4. How much value is Scotland's share of proven reserves to the UK?

This isn't hard to answer, but what is, is the term "value". Speaking with the current infrastructure with the current tax regime, 400,000,000 barrels for the next 6 years would be worth nearly nothing to the UK, because the UK imports more energy in the form of hydrocarbons than they produce as a whole and only derive value on the taxation applied to the oil exploited by private companies - this rounds to anaverage of a palty £7bn a year - given that tax deals are struck on a case-by-case basis and have recently endured some of the most regressive taxation on record at the behest of George Osbourne

http://www.dailymail.co.uk/news/article-1371216/Statoil-North-Sea-Oil-firm-pullout-George-Osbornes-budget-tax.html

Scotland, on the other hand could look to where the real value in oil & gas lies, within it's supply chain and the ancillary economy. Making it a requirement for all north sea firms to register thier companies in Scotland would be a start, but what if you went further and outlawed the off-shoring of NI contributions from the Isle of Man and Guernsey? What if you closed the loop-holes allowing companies to readily shift capital around foreign subsidiary companies or even made it mandatory for PAYE to be applied to all directors? These small but perfectly acceptable changes would more than triple what the UK currently says it values North Sea oil - and without even having to invoke the word "tax".

5. Will Scotland have a surplus of energy and if so, what can it do with it?

From the above, it's quite patently obvious that Scotland will have a surplus of energy - but what we can do with it holds the most intriguing possibility. We could sell it and create a sovereign wealth fund akin to the $400,000,000,000 fund that Norway has.

http://en.wikipedia.org/wiki/The_Government_Pension_Fund_of_Norway

We could use our own oil and gas domestically to drive down the cost of living and bolster the quality of life of our citizenry - also known a energy security, in which we don't even feature in the World Economic Forum's 2014 report due to how appallingly the UK performs.

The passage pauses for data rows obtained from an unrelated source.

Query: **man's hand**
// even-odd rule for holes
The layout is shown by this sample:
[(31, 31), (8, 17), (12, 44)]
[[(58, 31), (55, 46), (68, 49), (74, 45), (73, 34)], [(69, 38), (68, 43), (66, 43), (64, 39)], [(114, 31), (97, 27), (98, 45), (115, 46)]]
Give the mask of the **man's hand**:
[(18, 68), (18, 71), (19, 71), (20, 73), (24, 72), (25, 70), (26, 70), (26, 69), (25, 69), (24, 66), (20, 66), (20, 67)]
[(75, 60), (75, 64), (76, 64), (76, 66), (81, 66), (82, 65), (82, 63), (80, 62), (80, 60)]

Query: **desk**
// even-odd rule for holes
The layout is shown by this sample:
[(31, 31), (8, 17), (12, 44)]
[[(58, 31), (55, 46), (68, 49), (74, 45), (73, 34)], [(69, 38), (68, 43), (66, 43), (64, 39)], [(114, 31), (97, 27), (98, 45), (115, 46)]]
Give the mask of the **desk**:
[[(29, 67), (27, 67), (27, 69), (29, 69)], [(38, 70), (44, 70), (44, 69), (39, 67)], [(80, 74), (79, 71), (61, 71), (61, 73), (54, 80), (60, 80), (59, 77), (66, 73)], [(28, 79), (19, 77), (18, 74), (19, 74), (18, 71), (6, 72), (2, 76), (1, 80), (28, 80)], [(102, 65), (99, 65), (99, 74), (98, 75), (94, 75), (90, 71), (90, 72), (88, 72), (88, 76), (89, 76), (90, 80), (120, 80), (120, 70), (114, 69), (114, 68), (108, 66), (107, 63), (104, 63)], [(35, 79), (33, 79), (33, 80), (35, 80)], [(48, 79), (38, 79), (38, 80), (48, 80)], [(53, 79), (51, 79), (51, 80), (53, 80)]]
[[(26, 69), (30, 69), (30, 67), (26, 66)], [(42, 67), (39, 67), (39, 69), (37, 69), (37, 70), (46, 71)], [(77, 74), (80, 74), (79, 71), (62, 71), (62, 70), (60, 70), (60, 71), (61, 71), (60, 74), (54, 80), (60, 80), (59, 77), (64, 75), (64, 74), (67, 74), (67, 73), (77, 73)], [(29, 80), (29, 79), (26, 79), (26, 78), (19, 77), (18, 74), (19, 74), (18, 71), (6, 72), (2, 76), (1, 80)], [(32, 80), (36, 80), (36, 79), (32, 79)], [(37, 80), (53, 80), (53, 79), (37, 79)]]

http://www3.weforum.org/docs/WEF_EN_NEA_Report_2014.pdf

Or, we could trade our energy within the EU, adopt energy efficient programs and provide less energy-wealthy nations with resources in the spirit of community & camaraderie that perhaps the EU was originally designed to? Who's to say? The only thing that can be said with any certainty that none of these choices occur from the status quo & that nothing changes with a No vote.